The third component of intangibles tax relief is the creation of an exemption on $100,000 of property value for businesses. This would be identical to the exemptions available to individuals. It will completely remove about 102,000 small businesses from the rolls, with an average annual savings of $129. As is true with the changes in personal exemptions, these are the businesses upon which the tax tends to be very costly to administer in relation to the amount of tax remitted. Also, the smaller businesses tend to have less knowledge and resources available to legally avoid the tax. The remaining 129,000 businesses still paying the tax will have average annual savings of $200.
Unemployment Compensation Rate Reductions In 1996, the Foundation for Florida's Future, under Jeb Bush’s chairmanship, initiated an effort that resulted in a one year reduction of unemployment compensation tax rates for most employers, saving taxpayers an estimated $172 million. Florida businesses were being taxed more than was necessary to support the state's Unemployment Compensation Trust Fund, the reserve from which all unemployment benefits are paid. Despite the tax relief which passed in 1996, this over taxation continues. Consequently, the Governor is proposing to re enact the temporary 0.5 percentage point reduction in most employer’s tax rates granted in 1997. Applying only to calendar year 2000, the full impact of $182.3 million will benefit 365,000 businesses for an average savings of $500. About 205,000 businesses will not pay any tax. These savings can go towards business expansion and job creation without endangering the solvency of the reserve fund.

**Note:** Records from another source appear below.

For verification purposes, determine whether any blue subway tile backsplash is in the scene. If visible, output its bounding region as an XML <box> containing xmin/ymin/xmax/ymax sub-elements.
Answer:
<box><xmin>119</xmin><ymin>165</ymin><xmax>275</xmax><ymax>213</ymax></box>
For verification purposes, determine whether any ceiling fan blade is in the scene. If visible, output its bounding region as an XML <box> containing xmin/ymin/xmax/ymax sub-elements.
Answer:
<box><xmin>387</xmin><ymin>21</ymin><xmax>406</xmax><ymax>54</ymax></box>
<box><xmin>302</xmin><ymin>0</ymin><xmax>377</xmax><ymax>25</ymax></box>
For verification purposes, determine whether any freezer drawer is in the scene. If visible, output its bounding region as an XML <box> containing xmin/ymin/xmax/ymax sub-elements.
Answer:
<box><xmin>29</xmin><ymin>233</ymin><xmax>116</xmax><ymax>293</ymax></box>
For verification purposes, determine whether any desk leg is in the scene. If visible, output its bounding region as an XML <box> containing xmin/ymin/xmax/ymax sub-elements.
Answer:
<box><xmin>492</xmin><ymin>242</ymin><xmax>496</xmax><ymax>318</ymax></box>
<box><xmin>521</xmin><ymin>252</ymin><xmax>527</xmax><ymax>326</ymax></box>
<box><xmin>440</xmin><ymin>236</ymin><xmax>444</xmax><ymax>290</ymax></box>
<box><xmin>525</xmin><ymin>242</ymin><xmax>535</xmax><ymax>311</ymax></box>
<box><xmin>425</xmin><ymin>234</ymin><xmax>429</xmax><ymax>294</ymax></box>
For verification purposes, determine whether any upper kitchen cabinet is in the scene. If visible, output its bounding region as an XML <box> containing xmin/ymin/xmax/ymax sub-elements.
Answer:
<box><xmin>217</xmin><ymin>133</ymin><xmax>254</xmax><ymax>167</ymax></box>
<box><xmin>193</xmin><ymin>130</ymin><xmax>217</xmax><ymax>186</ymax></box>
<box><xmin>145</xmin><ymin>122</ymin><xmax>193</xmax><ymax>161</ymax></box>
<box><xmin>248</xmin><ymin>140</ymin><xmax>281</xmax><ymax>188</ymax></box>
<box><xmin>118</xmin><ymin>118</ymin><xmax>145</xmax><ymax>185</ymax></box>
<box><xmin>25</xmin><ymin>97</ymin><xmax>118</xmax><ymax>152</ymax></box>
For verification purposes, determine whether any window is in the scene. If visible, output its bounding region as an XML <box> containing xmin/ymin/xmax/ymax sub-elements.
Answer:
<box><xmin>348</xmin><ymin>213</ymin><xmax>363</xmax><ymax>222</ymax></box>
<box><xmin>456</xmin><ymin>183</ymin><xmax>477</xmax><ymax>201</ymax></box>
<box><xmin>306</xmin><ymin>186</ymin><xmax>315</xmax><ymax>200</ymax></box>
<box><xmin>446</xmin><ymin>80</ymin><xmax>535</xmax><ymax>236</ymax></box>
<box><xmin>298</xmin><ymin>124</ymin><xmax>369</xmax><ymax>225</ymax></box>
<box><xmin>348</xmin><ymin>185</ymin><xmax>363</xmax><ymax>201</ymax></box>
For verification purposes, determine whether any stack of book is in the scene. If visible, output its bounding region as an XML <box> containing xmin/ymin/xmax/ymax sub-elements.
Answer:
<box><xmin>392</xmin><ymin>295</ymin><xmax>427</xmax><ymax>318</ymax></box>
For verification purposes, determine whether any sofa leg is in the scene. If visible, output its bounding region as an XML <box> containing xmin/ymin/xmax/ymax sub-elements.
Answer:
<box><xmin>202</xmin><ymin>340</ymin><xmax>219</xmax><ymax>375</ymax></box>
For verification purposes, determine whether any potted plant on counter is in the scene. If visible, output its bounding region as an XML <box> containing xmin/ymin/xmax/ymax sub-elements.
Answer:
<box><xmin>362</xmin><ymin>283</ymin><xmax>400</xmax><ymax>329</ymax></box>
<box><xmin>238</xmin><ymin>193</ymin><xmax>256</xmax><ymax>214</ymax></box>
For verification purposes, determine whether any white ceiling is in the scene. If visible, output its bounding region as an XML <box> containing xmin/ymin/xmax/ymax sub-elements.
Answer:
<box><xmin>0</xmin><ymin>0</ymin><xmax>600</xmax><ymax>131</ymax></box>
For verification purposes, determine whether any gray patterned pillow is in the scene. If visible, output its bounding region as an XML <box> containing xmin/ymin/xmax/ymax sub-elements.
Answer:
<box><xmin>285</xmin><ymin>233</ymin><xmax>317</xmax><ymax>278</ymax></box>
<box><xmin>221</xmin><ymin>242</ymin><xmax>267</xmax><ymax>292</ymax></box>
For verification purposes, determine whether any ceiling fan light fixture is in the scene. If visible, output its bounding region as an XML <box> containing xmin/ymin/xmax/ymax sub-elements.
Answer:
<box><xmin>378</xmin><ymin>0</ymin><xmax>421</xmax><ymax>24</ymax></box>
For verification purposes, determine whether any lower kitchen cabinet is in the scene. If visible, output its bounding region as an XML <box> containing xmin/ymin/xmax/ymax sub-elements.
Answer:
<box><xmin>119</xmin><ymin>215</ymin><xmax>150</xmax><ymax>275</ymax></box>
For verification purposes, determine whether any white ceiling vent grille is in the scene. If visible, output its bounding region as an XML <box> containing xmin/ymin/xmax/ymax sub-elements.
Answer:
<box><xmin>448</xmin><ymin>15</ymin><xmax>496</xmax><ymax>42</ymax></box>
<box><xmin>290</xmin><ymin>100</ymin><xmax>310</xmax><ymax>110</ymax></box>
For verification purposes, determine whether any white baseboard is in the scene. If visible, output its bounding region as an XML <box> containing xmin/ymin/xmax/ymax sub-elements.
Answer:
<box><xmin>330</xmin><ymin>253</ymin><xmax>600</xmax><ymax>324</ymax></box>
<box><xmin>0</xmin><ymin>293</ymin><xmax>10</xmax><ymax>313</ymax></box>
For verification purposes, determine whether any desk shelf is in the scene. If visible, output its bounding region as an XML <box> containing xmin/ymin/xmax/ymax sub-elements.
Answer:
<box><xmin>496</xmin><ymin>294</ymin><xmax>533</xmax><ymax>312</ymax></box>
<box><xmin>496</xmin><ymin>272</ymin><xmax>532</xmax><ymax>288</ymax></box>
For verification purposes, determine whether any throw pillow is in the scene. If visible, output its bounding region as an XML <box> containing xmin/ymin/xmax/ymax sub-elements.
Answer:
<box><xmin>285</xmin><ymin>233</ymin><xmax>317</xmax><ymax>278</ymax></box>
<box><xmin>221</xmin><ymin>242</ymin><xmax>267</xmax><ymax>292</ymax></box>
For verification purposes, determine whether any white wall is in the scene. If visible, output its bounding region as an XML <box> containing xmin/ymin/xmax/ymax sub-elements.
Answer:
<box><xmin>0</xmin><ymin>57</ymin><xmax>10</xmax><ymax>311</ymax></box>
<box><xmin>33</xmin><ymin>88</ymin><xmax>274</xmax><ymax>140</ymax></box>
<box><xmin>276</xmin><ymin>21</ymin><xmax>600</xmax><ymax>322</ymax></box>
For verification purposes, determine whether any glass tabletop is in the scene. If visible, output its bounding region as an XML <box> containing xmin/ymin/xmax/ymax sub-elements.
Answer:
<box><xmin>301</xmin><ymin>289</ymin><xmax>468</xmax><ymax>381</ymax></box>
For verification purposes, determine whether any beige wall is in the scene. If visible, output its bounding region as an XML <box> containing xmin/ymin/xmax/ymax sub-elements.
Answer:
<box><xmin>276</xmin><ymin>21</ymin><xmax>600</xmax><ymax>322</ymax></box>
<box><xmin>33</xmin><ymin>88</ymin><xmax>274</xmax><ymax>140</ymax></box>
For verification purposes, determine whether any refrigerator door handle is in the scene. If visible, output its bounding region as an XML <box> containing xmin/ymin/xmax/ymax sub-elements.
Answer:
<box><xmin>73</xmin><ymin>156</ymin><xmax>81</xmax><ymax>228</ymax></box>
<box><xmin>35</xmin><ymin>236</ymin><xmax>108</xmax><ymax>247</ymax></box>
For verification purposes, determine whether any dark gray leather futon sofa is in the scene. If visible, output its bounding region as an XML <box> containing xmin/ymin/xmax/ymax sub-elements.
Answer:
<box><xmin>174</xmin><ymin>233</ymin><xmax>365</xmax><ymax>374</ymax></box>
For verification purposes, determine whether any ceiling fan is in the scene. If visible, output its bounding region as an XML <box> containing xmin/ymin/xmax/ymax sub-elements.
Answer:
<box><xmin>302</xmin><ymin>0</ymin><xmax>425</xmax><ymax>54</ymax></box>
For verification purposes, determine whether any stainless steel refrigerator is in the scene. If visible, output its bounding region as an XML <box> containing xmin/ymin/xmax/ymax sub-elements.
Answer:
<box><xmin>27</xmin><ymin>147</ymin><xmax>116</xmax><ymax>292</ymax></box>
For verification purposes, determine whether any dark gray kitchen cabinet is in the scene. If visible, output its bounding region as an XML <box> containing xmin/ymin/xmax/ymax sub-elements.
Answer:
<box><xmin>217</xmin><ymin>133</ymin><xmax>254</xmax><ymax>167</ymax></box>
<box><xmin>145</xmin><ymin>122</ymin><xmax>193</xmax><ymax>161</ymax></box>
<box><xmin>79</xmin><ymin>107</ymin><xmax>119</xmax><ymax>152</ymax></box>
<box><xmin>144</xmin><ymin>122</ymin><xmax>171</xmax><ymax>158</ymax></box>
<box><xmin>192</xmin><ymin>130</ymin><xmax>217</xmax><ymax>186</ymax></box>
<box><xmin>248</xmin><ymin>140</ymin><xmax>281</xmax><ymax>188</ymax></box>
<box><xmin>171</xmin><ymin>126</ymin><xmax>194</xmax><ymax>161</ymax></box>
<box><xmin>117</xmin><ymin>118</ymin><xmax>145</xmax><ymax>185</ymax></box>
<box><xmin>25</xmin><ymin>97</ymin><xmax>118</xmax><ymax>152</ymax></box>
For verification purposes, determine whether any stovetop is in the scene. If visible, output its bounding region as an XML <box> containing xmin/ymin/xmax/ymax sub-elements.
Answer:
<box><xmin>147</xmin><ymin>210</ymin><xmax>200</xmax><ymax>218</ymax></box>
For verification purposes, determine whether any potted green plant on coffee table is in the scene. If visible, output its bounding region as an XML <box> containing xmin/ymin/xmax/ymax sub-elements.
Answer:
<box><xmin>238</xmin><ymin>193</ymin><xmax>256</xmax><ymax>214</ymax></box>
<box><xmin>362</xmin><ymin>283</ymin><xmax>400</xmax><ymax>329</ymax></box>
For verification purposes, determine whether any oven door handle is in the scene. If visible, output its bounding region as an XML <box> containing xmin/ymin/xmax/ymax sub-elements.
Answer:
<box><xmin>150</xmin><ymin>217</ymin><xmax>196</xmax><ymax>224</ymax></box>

After accounting for the tax cut, the reserve fund's solvency is expected to continue to be better than average compared to the rest of the nation.

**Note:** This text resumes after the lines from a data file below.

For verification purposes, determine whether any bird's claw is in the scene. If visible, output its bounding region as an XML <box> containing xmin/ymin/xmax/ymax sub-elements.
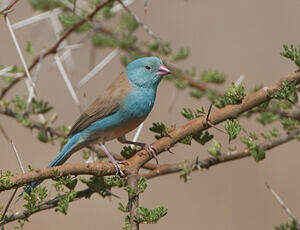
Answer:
<box><xmin>144</xmin><ymin>145</ymin><xmax>158</xmax><ymax>164</ymax></box>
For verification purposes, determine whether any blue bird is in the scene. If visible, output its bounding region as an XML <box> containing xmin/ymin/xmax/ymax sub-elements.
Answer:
<box><xmin>21</xmin><ymin>57</ymin><xmax>170</xmax><ymax>195</ymax></box>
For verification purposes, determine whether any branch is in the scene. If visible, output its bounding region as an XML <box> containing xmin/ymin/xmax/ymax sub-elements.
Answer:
<box><xmin>0</xmin><ymin>0</ymin><xmax>113</xmax><ymax>99</ymax></box>
<box><xmin>2</xmin><ymin>130</ymin><xmax>299</xmax><ymax>225</ymax></box>
<box><xmin>0</xmin><ymin>72</ymin><xmax>300</xmax><ymax>192</ymax></box>
<box><xmin>0</xmin><ymin>106</ymin><xmax>158</xmax><ymax>170</ymax></box>
<box><xmin>266</xmin><ymin>183</ymin><xmax>300</xmax><ymax>229</ymax></box>
<box><xmin>141</xmin><ymin>129</ymin><xmax>300</xmax><ymax>179</ymax></box>
<box><xmin>1</xmin><ymin>189</ymin><xmax>94</xmax><ymax>225</ymax></box>
<box><xmin>266</xmin><ymin>106</ymin><xmax>300</xmax><ymax>121</ymax></box>
<box><xmin>127</xmin><ymin>171</ymin><xmax>139</xmax><ymax>230</ymax></box>
<box><xmin>0</xmin><ymin>0</ymin><xmax>20</xmax><ymax>15</ymax></box>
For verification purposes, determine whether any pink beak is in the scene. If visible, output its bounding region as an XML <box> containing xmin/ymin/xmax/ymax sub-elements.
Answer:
<box><xmin>156</xmin><ymin>65</ymin><xmax>171</xmax><ymax>77</ymax></box>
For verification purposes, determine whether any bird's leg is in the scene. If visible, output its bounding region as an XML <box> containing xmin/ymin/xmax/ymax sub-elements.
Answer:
<box><xmin>100</xmin><ymin>143</ymin><xmax>125</xmax><ymax>176</ymax></box>
<box><xmin>118</xmin><ymin>135</ymin><xmax>158</xmax><ymax>164</ymax></box>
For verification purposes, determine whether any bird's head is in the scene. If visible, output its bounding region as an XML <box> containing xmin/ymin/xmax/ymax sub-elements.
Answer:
<box><xmin>126</xmin><ymin>57</ymin><xmax>171</xmax><ymax>88</ymax></box>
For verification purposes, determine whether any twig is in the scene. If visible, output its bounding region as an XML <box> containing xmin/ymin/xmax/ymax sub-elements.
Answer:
<box><xmin>266</xmin><ymin>183</ymin><xmax>299</xmax><ymax>226</ymax></box>
<box><xmin>0</xmin><ymin>65</ymin><xmax>14</xmax><ymax>75</ymax></box>
<box><xmin>3</xmin><ymin>129</ymin><xmax>295</xmax><ymax>224</ymax></box>
<box><xmin>110</xmin><ymin>0</ymin><xmax>135</xmax><ymax>13</ymax></box>
<box><xmin>1</xmin><ymin>189</ymin><xmax>94</xmax><ymax>225</ymax></box>
<box><xmin>0</xmin><ymin>0</ymin><xmax>113</xmax><ymax>99</ymax></box>
<box><xmin>54</xmin><ymin>54</ymin><xmax>82</xmax><ymax>111</ymax></box>
<box><xmin>78</xmin><ymin>48</ymin><xmax>120</xmax><ymax>88</ymax></box>
<box><xmin>127</xmin><ymin>172</ymin><xmax>139</xmax><ymax>230</ymax></box>
<box><xmin>118</xmin><ymin>0</ymin><xmax>161</xmax><ymax>41</ymax></box>
<box><xmin>0</xmin><ymin>124</ymin><xmax>25</xmax><ymax>226</ymax></box>
<box><xmin>11</xmin><ymin>8</ymin><xmax>63</xmax><ymax>30</ymax></box>
<box><xmin>141</xmin><ymin>129</ymin><xmax>300</xmax><ymax>179</ymax></box>
<box><xmin>5</xmin><ymin>16</ymin><xmax>35</xmax><ymax>93</ymax></box>
<box><xmin>0</xmin><ymin>0</ymin><xmax>20</xmax><ymax>14</ymax></box>
<box><xmin>0</xmin><ymin>72</ymin><xmax>300</xmax><ymax>192</ymax></box>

This component of the tax relief plan is intended to remedy unfair and inconsistent treatment of taxpayers with respect to overpayments and underpayments of taxes. With respect to tax overpayments, the Governor’s proposal is to pay market interest rates on refunded taxes to the extent that it takes the state more than 90 days to send the money back to the taxpayer. When a taxpayer overpays a tax, a refund from the state is due. At present, except for the Corporate Income Tax, the state does not pay interest to taxpayers for the time the state holds a taxpayer's money before a refund is sent. This is patently unfair to the taxpayer and should be corrected. The plan will allow a reasonable time for the state to process refund claims, while protecting the rights of taxpayers to be free of financial harm, if the state cannot process refund claims in a timely manner. This would bring the law as applied to all taxes administered by Department of Revenue into line with current law regarding the Corporate Income Tax. Interest payments on refunds should increase by $3.4 million as a result.
With respect to tax underpayments, the Governor is further proposing that the interest rate charged by the state on delinquent taxes be set at market rates. When a taxpayer underpays a tax, there are usually penalties and interest due on that unpaid tax. Currently, with the exception of Corporate Income Tax, interest charged by the state on underpayment of tax is set at 12 percent. At current market interest rates, the 12 percent charged by the state is excessive and punitive. Penalties already exist for the purpose of punishing violations of the tax law. Interest charges on taxes paid should not be punitive. The proposal will enhance taxpayer rights by eliminating the punitive nature of interest charges on underpayment of taxes. The FY 1999 2000 impact of this proposal is to reduce interest receipts from underpaid taxes by $15.1 million.